JINGLE MYTH: From The New York Times, word that mortgage borrowers who owe more on their loans than their homes are worth may not be walking away from their properties en masse, after all:

The blogosphere is full of tales of homeowners who supposedly are choosing to mail the house keys to their lenders rather than keep their depreciating homes. And yet “jingle mail,” the term for those tinkling packages of keys, appears to be far rarer than many seem to think.

Freddie Mac, the big government-sponsored mortgage company, estimates that just 0.14 percent of the defaulted mortgages in its portfolio involved properties that were abandoned by borrowers. Fannie Mae, another mortgage company, puts the figure in the single digits. [Emph. added]

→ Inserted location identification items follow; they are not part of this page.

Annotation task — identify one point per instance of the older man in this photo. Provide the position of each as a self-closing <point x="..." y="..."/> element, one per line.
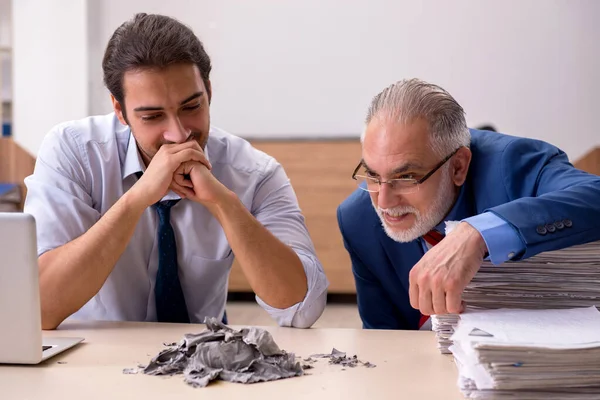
<point x="422" y="166"/>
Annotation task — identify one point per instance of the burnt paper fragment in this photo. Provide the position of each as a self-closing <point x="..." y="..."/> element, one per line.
<point x="219" y="352"/>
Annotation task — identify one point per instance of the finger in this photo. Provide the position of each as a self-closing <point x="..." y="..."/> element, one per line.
<point x="180" y="194"/>
<point x="439" y="301"/>
<point x="425" y="302"/>
<point x="453" y="301"/>
<point x="182" y="190"/>
<point x="181" y="176"/>
<point x="413" y="293"/>
<point x="190" y="155"/>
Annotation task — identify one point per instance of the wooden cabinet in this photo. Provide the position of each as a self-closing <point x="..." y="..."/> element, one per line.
<point x="320" y="172"/>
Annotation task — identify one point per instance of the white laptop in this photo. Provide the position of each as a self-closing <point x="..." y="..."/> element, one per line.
<point x="20" y="315"/>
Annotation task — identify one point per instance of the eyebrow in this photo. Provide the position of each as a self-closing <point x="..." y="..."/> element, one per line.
<point x="406" y="167"/>
<point x="155" y="108"/>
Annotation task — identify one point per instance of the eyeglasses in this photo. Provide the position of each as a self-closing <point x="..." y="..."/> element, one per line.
<point x="400" y="185"/>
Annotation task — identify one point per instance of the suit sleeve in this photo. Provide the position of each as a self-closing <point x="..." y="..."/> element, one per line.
<point x="374" y="306"/>
<point x="554" y="204"/>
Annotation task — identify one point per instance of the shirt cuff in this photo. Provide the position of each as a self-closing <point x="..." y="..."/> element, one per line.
<point x="308" y="311"/>
<point x="502" y="241"/>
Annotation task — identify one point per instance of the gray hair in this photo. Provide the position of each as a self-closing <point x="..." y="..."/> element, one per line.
<point x="409" y="99"/>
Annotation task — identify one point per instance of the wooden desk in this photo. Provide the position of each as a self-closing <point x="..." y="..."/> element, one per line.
<point x="408" y="367"/>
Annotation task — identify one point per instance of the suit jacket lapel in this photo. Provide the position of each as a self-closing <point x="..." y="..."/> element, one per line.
<point x="401" y="256"/>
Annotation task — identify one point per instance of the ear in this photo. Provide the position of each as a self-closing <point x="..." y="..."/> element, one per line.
<point x="118" y="110"/>
<point x="208" y="90"/>
<point x="460" y="165"/>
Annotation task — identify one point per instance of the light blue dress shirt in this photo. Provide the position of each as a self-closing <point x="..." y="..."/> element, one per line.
<point x="85" y="166"/>
<point x="502" y="240"/>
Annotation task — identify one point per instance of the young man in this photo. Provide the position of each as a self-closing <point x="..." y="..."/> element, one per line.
<point x="422" y="166"/>
<point x="140" y="212"/>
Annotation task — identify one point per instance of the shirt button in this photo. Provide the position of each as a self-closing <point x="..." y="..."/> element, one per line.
<point x="559" y="225"/>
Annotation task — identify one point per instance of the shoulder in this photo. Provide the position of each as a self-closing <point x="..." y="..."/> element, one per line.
<point x="485" y="144"/>
<point x="236" y="153"/>
<point x="356" y="213"/>
<point x="76" y="136"/>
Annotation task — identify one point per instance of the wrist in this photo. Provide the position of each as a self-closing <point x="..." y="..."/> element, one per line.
<point x="226" y="204"/>
<point x="476" y="239"/>
<point x="135" y="201"/>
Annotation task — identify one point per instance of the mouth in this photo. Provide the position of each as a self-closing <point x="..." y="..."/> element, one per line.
<point x="396" y="219"/>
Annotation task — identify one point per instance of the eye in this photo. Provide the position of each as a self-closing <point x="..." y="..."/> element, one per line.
<point x="151" y="117"/>
<point x="407" y="176"/>
<point x="192" y="107"/>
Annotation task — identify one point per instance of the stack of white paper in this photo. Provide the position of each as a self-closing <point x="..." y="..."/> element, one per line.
<point x="528" y="354"/>
<point x="554" y="280"/>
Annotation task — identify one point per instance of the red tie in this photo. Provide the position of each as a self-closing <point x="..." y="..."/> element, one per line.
<point x="432" y="237"/>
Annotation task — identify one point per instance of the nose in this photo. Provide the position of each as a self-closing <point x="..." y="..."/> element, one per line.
<point x="386" y="198"/>
<point x="176" y="132"/>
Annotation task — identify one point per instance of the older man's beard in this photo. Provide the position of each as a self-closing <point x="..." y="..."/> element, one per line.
<point x="423" y="223"/>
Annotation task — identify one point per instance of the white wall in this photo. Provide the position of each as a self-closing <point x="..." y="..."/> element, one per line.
<point x="5" y="45"/>
<point x="309" y="68"/>
<point x="5" y="23"/>
<point x="50" y="76"/>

Hmmm. This does not square with the picture apparently lodged in the mind of the conventional wisdom of a housing market in the midst of an extended, catastrophic collapse. Somebody please tell Gretchen Morgenson! For its part, the Los Angeles Times says the supposed wave of jingle mail being sent to mortgage servicers is an "urban myth." In Orange County, Calif., meanwhile, a local real estate consultant says "We're seeing the low-end [foreclosed properties] just fly out the door" when they're listed, the Orange County Register reports. Odd. I thought this housing slump was going to be worse than the one that occurred during the Depression. . . .

9:41:34 AM
 
posted 5/13/2008 by Matt Stichnoth (About Me)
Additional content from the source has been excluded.